Tag: e-contract

Reed Says Provider Sites Obsolete

Brian Reed has a post over at P&A Magazine on provider sites for e-contracting.  I would say that he cribbed my analogy with online credit apps, but I know Mr. Reed is an old hand and he has lived through the same history.

In the mid to late ’90s, a number of auto finance companies developed their own system for dealers to electronically submit credit applications.

I agree with Reed’s central complaint about the provider sites.  As I have written previously, they break the dealer’s process.  I might add that DMS integration isn’t getting any easier.  So, what is the best way for a product provider to support e-contracting?  Continuing the analogy with online credit, Reed suggests a single web site for multiple providers.  Think of Dealer Track, only with products instead of finance contracts.

I see a few problems with this idea.  First, providers will not support a shared platform if it allows rate shopping.  Then, of course, there is the problem of DMS integration.  But the biggest problem flows from the online credit analogy.

Lenders can now bypass the aggregation sites, in favor of direct links to the DMS.  Marty Zwolan calls this “disintermediation.”  It’s the mission of Open Dealer Exchange.  The best way to support e-contracting is to exploit a system the dealer is already using.

Lenders Outsource Forms Management

About a year ago, I did an informal survey of F&I product providers.  They were, and still are, moving toward a service-oriented architecture that prints forms and originates contracts online.  For providers who do not have a forms service, Provider Exchange Network will host forms at a nominal charge.  We offer this as a convenience, even though providers are moving away from it.

Lenders, however, are not moving in this direction.  This is mainly due to stricter regulation of finance contracts, and also the disparate experiences of the two groups.  In the late nineties, finance sources – both captive and independent – developed online credit systems.
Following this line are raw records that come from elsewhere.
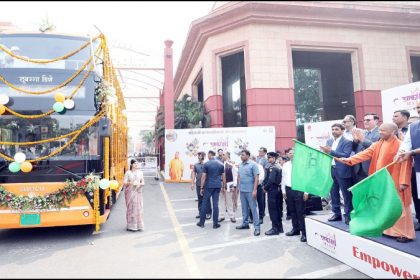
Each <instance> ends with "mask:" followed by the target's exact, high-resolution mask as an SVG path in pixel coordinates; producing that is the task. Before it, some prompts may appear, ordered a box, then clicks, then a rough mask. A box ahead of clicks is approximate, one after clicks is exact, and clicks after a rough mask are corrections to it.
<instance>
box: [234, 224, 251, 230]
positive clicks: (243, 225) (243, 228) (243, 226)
mask: <svg viewBox="0 0 420 280" xmlns="http://www.w3.org/2000/svg"><path fill="white" fill-rule="evenodd" d="M235 228H236V229H249V226H248V225H240V226H237V227H235Z"/></svg>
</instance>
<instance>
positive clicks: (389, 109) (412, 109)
mask: <svg viewBox="0 0 420 280" xmlns="http://www.w3.org/2000/svg"><path fill="white" fill-rule="evenodd" d="M381 99H382V117H383V122H392V115H393V114H394V112H395V111H396V110H407V111H409V112H410V115H411V116H418V114H417V110H416V102H417V101H418V100H420V82H415V83H411V84H407V85H403V86H398V87H394V88H390V89H387V90H383V91H382V92H381Z"/></svg>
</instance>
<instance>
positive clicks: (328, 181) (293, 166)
mask: <svg viewBox="0 0 420 280" xmlns="http://www.w3.org/2000/svg"><path fill="white" fill-rule="evenodd" d="M293 141H295V153H294V156H293V167H292V189H294V190H298V191H302V192H307V193H310V194H314V195H318V196H321V197H327V196H328V194H329V192H330V190H331V187H332V184H333V179H332V177H331V161H332V156H330V155H327V154H325V153H323V152H321V151H318V150H316V149H314V148H312V147H309V146H307V145H305V144H303V143H301V142H299V141H297V140H294V139H293Z"/></svg>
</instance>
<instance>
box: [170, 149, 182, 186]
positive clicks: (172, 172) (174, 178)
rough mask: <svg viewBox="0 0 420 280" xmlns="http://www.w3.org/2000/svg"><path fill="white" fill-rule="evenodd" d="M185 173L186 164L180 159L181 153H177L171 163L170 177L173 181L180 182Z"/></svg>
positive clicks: (171, 160)
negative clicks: (180, 155) (182, 175)
mask: <svg viewBox="0 0 420 280" xmlns="http://www.w3.org/2000/svg"><path fill="white" fill-rule="evenodd" d="M183 173H184V163H183V162H182V160H181V159H180V158H179V152H176V153H175V157H174V158H173V159H171V161H170V162H169V177H170V178H171V180H176V181H180V180H181V178H182V175H183Z"/></svg>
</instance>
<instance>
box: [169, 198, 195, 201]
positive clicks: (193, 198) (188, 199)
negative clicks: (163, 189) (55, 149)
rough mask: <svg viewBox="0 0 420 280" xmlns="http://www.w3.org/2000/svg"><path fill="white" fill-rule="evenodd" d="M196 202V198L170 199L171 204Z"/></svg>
mask: <svg viewBox="0 0 420 280" xmlns="http://www.w3.org/2000/svg"><path fill="white" fill-rule="evenodd" d="M192 200H196V198H182V199H172V200H171V202H178V201H192Z"/></svg>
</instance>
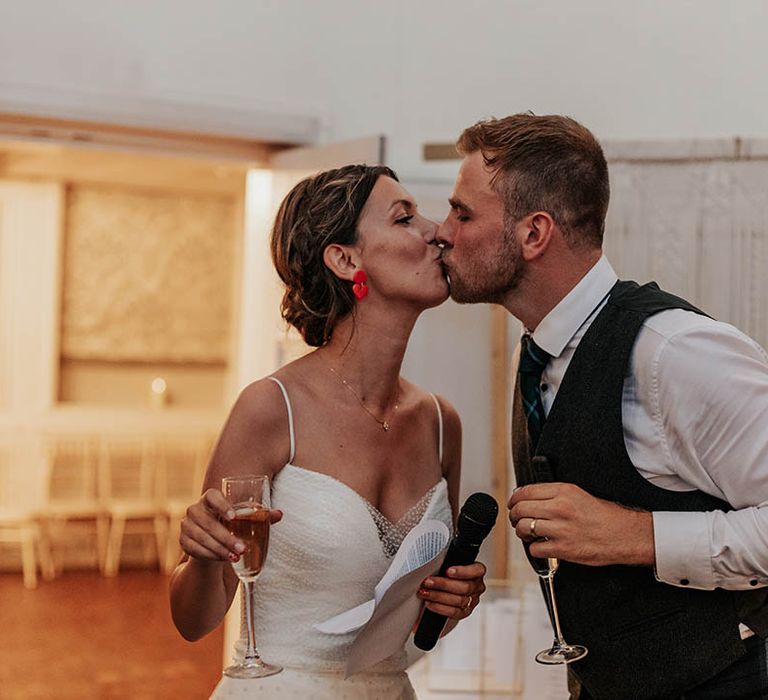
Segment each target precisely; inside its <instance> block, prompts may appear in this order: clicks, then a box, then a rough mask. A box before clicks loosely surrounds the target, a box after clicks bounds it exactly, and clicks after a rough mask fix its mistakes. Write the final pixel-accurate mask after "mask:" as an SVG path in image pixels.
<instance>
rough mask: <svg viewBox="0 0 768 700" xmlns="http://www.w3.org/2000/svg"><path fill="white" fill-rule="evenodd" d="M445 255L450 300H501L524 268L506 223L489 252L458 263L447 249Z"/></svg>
mask: <svg viewBox="0 0 768 700" xmlns="http://www.w3.org/2000/svg"><path fill="white" fill-rule="evenodd" d="M445 258H446V259H445V261H444V263H443V264H444V266H445V268H446V271H447V273H448V277H449V279H450V287H451V299H453V300H454V301H455V302H457V303H459V304H477V303H489V304H499V303H502V302H503V301H504V298H505V297H506V295H507V294H508V293H509V292H510V291H512V290H513V289H515V288H516V287H517V286H518V284H519V283H520V280H521V279H522V277H523V271H524V268H525V261H524V260H523V259H522V256H521V255H520V245H519V243H518V242H517V239H516V238H515V236H514V224H512V223H505V225H504V230H503V231H502V232H501V234H500V236H499V244H498V246H497V248H496V250H495V251H494V252H493V254H492V255H490V256H486V257H482V256H480V255H477V256H475V257H471V258H468V259H465V260H464V262H463V263H459V264H457V263H456V262H455V261H453V260H451V252H450V251H449V252H448V253H447V255H446V256H445Z"/></svg>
They subsequently moved to aggregators like Dealer Track, and many single-lender systems shut down.

So, while product providers have retained their online systems, and support their own services for e-contracting, most lenders do not.  This is why my colleagues in Lender Services are busy loading their forms library, while we are unloading ours.

Why e-Contracting Doesn’t Work

In the software business, we often blame the customer for not embracing our latest innovation.  This has certainly been the case with e-contracting.  We solved a host of technical problems, from data standards to digital signatures, only to discover – dealers won’t use it.

They have some good reasons.  Laser forms require multiple copies and multiple signatures.  Signature pads cost money and customers don’t trust them.  Laser printers are expensive.  Inkjet printers are cheap enough, but you need one in each office.  Blank paper is $9.00 a ream, compared with contract stock brought in free by agents and field reps.  All things considered, the impact printer works just fine.

This reminds me of when we first put credit applications online.  Dealers already had the perfect solution.  “I go have a smoke while they fill out the app, and then I blast fax five lenders.”  How do you compete with that?

We showed that online credit, combined with automatic approval, closed more deals.  We showed that the internet was cheaper than the fax, and that the system would share data with your DMS.  We also kicked in a $20.00 spiff, as I recall, which we recovered in data entry costs.

Today’s challenge is no different.  Dealers are shrewd enough to know that the benefits of automation accrue mainly to the finance sources and the product providers.  As innovators, it is our job to show what’s in it for them.